Lower steel margins and strict production controls in China are driving down iron ore prices, according to a report by CRU Insight. The price of 62 per cent ore fines imported to China’s Qingdao port was trading at $US147.65 ($202.95) per dry metric tonne on Wednesday, a slight improvement after last week’s significant falls.
Yet it remains a far cry from the record high of more than $US230 per dry metric tonne recorded in May. CRU Insight principal analyst Erik Hedborg and senior analyst Richard Lu, discussing iron ore prices in a new report, said Chinese demand for spot volumes has led to sharper than expected declines. The report found that China, which accounts for around 75 per cent of seaborne demand, has reported lower steel margins and reduced steel output.
“Steel margins have declined, especially for longs producers that are struggling with weak demand from China’s construction sector,” the report stated. “Many steelmakers, especially smaller ones, are now losing money on every tonne of steel they are producing.”

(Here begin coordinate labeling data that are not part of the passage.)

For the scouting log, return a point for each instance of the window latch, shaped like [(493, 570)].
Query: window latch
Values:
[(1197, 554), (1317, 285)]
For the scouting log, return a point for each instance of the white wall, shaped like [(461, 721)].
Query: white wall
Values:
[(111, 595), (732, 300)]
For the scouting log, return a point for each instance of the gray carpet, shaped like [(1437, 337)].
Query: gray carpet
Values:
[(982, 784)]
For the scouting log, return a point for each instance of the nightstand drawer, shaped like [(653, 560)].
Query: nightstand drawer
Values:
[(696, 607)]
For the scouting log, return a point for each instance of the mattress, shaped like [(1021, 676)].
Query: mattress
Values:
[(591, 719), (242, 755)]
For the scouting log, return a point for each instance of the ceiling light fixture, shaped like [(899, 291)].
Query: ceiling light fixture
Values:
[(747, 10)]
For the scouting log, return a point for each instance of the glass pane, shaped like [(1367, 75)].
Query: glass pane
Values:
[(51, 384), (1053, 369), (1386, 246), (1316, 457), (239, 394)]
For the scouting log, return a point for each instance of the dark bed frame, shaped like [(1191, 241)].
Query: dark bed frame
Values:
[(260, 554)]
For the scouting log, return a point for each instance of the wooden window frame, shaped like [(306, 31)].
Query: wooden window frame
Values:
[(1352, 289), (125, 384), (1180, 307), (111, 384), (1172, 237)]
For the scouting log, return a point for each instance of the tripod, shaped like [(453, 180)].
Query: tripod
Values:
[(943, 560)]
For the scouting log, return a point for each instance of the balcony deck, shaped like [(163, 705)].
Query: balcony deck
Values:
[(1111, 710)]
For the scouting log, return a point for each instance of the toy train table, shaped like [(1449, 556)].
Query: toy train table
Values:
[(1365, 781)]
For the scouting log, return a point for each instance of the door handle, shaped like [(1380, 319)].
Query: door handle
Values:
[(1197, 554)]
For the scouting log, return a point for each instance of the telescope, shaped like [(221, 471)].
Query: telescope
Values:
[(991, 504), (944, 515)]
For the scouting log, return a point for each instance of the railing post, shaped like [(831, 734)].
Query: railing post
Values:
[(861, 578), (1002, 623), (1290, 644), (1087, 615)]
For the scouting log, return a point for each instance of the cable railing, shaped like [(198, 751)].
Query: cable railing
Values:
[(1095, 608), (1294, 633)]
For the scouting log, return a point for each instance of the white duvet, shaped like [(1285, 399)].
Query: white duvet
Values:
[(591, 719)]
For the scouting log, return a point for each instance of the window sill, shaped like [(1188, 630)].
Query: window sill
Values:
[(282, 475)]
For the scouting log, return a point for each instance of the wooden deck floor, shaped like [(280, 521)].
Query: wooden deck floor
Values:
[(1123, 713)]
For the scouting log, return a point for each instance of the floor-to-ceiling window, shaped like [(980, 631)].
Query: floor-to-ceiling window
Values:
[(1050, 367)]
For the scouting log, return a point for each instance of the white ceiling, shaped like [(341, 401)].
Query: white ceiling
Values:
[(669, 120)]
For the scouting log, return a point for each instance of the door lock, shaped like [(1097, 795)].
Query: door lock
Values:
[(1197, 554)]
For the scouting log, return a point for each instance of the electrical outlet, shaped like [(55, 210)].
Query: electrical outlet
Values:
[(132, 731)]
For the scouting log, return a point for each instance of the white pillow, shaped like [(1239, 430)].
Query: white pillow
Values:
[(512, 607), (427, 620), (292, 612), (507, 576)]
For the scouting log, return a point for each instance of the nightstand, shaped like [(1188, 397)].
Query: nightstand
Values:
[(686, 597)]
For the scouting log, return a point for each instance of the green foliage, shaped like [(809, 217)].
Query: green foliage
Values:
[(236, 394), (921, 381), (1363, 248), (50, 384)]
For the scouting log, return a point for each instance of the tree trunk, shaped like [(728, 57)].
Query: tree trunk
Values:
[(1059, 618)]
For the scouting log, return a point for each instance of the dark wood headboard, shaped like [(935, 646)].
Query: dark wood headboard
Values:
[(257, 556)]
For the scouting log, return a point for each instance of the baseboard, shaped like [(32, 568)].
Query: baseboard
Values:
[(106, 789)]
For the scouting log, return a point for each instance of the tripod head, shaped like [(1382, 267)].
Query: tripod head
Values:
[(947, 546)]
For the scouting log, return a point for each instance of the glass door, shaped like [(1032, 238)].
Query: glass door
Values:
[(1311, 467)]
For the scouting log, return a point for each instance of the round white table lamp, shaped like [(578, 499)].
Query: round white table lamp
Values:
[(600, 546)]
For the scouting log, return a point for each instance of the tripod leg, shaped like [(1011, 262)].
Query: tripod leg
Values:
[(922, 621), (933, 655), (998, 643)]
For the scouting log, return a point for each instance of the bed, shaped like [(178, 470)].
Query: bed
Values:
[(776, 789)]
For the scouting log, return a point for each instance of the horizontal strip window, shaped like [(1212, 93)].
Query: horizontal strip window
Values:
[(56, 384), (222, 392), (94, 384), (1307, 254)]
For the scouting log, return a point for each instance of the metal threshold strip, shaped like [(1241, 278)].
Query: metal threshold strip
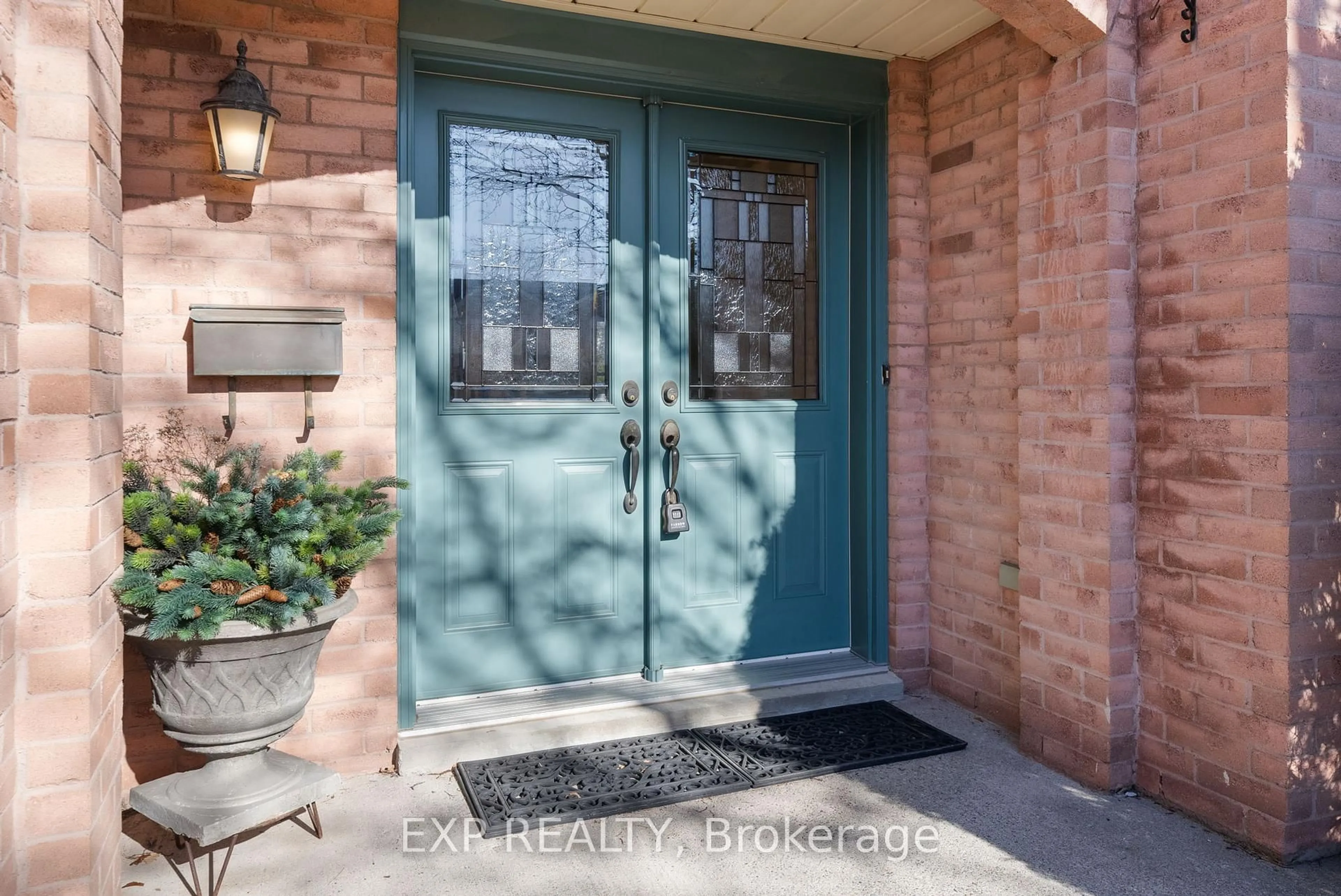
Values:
[(522, 705)]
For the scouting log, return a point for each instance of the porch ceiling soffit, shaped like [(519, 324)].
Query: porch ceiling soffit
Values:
[(875, 29), (1060, 27)]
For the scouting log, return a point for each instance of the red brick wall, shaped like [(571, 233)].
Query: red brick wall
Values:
[(910, 585), (320, 231), (10, 304), (1214, 493), (1313, 113), (974, 439)]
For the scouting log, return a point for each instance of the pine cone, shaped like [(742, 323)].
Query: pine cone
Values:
[(251, 595)]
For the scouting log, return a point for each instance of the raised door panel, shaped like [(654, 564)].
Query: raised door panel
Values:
[(800, 545), (587, 504), (478, 501)]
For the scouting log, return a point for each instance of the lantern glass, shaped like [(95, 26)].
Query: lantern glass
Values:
[(236, 135)]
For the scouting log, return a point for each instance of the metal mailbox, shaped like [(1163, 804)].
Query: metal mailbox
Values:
[(266, 341)]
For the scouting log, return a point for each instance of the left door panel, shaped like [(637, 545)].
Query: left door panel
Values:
[(529, 316)]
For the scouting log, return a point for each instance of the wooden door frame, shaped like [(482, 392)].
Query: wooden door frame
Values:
[(523, 45)]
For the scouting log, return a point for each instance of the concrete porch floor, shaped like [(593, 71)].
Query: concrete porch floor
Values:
[(1005, 825)]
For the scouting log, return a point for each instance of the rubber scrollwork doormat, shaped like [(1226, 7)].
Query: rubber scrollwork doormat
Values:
[(513, 794)]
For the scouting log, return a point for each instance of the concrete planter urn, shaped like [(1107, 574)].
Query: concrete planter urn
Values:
[(228, 698)]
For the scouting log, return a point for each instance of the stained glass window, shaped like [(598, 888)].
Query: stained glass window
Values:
[(754, 292), (530, 265)]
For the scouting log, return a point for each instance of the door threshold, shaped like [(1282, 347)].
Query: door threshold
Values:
[(481, 726)]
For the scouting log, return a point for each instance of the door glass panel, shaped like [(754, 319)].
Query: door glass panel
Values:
[(754, 292), (530, 265)]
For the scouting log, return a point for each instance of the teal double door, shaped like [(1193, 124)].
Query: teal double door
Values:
[(592, 273)]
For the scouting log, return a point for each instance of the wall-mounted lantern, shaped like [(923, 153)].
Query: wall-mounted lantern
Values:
[(242, 123)]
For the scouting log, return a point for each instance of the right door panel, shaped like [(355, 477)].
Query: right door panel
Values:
[(752, 314)]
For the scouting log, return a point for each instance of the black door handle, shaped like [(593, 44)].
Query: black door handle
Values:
[(631, 436)]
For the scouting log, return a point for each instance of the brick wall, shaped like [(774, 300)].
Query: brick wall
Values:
[(910, 583), (61, 451), (1214, 491), (1313, 132), (320, 231), (10, 304), (974, 439), (1077, 346)]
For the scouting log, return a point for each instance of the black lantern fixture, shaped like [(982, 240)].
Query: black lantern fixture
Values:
[(241, 121)]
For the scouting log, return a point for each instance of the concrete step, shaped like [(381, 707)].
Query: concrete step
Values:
[(482, 726)]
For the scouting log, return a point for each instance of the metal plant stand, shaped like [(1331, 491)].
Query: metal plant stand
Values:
[(233, 797), (227, 699), (212, 883)]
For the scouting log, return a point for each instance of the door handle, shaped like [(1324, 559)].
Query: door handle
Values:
[(631, 436), (675, 515), (671, 442)]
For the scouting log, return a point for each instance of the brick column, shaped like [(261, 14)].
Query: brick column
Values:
[(1077, 293), (910, 552), (8, 405), (1312, 824), (67, 438)]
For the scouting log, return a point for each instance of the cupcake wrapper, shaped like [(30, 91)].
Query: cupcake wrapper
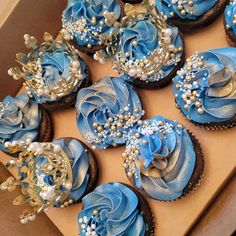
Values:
[(197, 175), (230, 36), (46, 130), (93, 169), (206, 19), (69, 100), (165, 81)]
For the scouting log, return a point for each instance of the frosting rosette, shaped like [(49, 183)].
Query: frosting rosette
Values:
[(111, 209), (230, 16), (56, 70), (84, 21), (20, 118), (185, 10), (205, 88), (159, 158), (106, 111), (79, 159), (137, 46)]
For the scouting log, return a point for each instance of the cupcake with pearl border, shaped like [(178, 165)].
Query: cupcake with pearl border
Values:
[(115, 209), (146, 48), (230, 22), (106, 111), (53, 72), (162, 159), (22, 119), (191, 14), (51, 174), (205, 89), (83, 22)]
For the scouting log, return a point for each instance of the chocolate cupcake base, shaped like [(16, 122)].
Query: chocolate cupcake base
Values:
[(93, 169), (231, 37), (206, 19)]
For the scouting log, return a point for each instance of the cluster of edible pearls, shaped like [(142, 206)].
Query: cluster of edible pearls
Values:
[(86, 30), (183, 7), (140, 68), (88, 229), (27, 217), (132, 156), (231, 11), (187, 85), (115, 127)]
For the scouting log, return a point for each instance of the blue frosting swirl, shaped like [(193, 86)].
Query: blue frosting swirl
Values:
[(56, 67), (205, 89), (139, 45), (106, 111), (230, 12), (20, 119), (79, 158), (159, 158), (81, 19), (111, 209), (172, 8)]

Chinese steel makers have been told to reduce output after a record 290 million tonnes produced in the second quarter of 2021, which has caused an oversupply of iron ore at steel mills. Australian iron ore producers such as Rio Tinto have also faced supply issues, resulting in lower shipments compared to the previous year. However, CRU doesn’t expects prices to drop to the $US60-per-dry-metric-tonne low that was witnessed during 2015 and 2016.